An Urban Center During Assault
Two days prior, missiles commenced attacking the city. There were no warnings, just unexpected, violent explosions. The internet was totally cut off. I was in my residence, translating a book about what it means to carry language across tongues, and the morals and worries of taking on someone else's voice. As edifices came down, I sat polishing a text that suggested, in its subtle way, for the persistence of purpose.
Everything ceased. A book my publisher had been about to publish was halted when the printing house closed. Bookstores locked their doors one by one. One night, when the booms were too imminent, my family and I rushed down the stairs toward the shelter. I couldn’t stop worrying about the shelves in my apartment, holding lexicons, valuable volumes I had spent years collecting and every book I had ever translated. That library was my career's work, and I didn’t know if I, or it, would endure the night.
Separation and Grief
My companion left with her parents for what they thought would be safer areas – places that, days later, were also hit. My daughter departed to stay in another city. As her train was departing, she sent me a photo: in the background, a factory was burning, thick smoke spiraling into the sky. People closest to me were suddenly far away, and peril seemed to follow them.
During those days, feelings swept through the city like a front: swift terror, anxiety, moral outrage at the wrong, then detachment. Beyond the psychological cost, the shelling eradicated my ability to work. Without power and the internet, I had no access to the immediate searches and materials that translation demands.

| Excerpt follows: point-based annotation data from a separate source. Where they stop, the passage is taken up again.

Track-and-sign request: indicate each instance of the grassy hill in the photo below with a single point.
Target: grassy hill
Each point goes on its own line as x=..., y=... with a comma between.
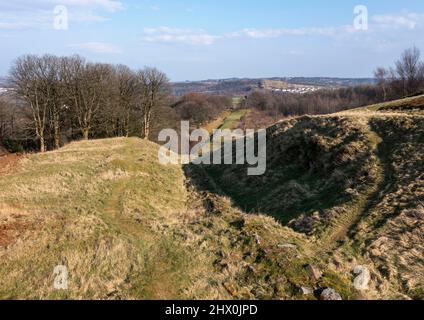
x=340, y=191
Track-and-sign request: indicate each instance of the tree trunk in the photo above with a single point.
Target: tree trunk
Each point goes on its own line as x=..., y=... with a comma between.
x=56, y=134
x=85, y=133
x=42, y=144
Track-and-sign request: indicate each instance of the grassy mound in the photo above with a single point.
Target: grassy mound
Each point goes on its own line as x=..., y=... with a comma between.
x=128, y=228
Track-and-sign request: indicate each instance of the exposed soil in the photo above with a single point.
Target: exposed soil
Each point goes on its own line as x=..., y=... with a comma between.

Outside, blast waves tore windows from their frames; at a cousin's house, every pane was broken, the possessions lay damaged, personal effects spread throughout the rooms. When I visited, a woman sat before the destruction, painting at an easel, choosing not to let quiet and dirt have the last word.
Converting Sorrow
A photograph circulated digitally of a 23-year-old artist who was died when missiles struck a building. Her writing went was widely shared with her image. On a street where I once bought reference materials, I saw an elderly woman running between alleyways, calling a name. Neighbours said she had mourned a son in a war over 30 years ago, and now, the bombs had stirred some repressed recollection. She was searching for a child who would never come home.

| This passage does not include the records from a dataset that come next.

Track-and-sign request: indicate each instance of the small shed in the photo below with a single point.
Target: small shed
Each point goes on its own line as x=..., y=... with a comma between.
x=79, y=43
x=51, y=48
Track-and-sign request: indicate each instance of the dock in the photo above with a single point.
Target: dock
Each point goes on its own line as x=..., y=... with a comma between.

We were all transforming, in our own way: turning devastation into image, loss into lines, sorrow into quest.
The Work as Persistence
A week after the attacks began, still in the midst of ruin, I found myself working on a story for young readers about a king whose daughter will get better only if she can possess the moon. Though written for children, it carried significant meaning for me then. The author, who experienced the loss of his sight yet kept working until the end of his life, understood something about reaching for the unreachable. I wondered if the moon was the peace we all desired – seemingly unattainable, yet still worth pursuing.
During those nights, I understood translation as something more than a skill: it was an act of defiance, of staying put, of holding on.

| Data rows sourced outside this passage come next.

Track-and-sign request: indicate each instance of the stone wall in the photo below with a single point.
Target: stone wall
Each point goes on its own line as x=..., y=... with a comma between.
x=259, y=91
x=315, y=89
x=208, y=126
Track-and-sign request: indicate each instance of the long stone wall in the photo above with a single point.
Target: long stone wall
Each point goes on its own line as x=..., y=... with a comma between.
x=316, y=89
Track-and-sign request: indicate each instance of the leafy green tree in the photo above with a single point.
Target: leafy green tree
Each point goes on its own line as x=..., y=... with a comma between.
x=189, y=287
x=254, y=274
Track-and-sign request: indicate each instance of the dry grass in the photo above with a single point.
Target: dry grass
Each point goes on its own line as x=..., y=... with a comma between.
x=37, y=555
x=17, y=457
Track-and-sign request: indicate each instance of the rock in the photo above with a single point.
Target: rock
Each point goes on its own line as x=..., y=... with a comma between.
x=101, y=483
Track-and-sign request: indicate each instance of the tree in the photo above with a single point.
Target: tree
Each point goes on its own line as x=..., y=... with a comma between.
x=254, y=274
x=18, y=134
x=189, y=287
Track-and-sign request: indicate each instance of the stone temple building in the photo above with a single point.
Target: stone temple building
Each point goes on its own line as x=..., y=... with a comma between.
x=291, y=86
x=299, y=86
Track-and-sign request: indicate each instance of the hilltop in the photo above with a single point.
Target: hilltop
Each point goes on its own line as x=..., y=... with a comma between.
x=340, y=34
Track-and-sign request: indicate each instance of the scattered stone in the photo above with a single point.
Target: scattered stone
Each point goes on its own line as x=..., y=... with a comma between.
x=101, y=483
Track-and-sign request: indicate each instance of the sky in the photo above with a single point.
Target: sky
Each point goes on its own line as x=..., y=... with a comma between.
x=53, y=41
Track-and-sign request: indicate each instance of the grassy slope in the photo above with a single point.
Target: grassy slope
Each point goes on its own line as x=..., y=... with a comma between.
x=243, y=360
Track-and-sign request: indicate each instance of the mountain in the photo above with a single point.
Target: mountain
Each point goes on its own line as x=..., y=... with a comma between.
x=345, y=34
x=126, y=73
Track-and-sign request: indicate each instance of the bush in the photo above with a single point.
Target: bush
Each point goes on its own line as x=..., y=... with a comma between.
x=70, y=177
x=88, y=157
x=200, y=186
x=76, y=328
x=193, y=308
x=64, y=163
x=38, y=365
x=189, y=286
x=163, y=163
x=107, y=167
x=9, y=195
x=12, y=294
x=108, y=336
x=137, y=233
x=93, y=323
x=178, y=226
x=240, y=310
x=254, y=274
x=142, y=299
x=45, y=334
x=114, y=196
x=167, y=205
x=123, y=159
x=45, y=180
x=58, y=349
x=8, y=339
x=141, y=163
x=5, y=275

One day, in bright sunlight, blasts hit a detention center; in those same hours, I was translating passages about a leader in his cell, asking for more books, insisting that language study become his “primary activity”. For him, translation was – as the author puts it – “a fact, goal, practice, support, and analogy” all at once.
A Marked Voice
And then came the picture. I noticed it on a platform and saw that, amid the ruins of another apartment block, lay one of my old works, marked but surviving, my name printed on the cover. The image was in colour, but it might as well have been devoid of color, stripped of life among the debris and debris. For most of my career, I had been anonymous, as all translators are. But here was my work made seen – scarred, but enduring.
I looked at the image for a long time. The author writes that “all translation is a political act”, but I had never felt the full weight of this until then. To translate, even under bombardment, was to say: “this voice mattered”. It will not be erased. To translate is not just to carry stories across languages, but to help them persist when everything else crumbles. It is a persistent, stubborn refusal to be silenced.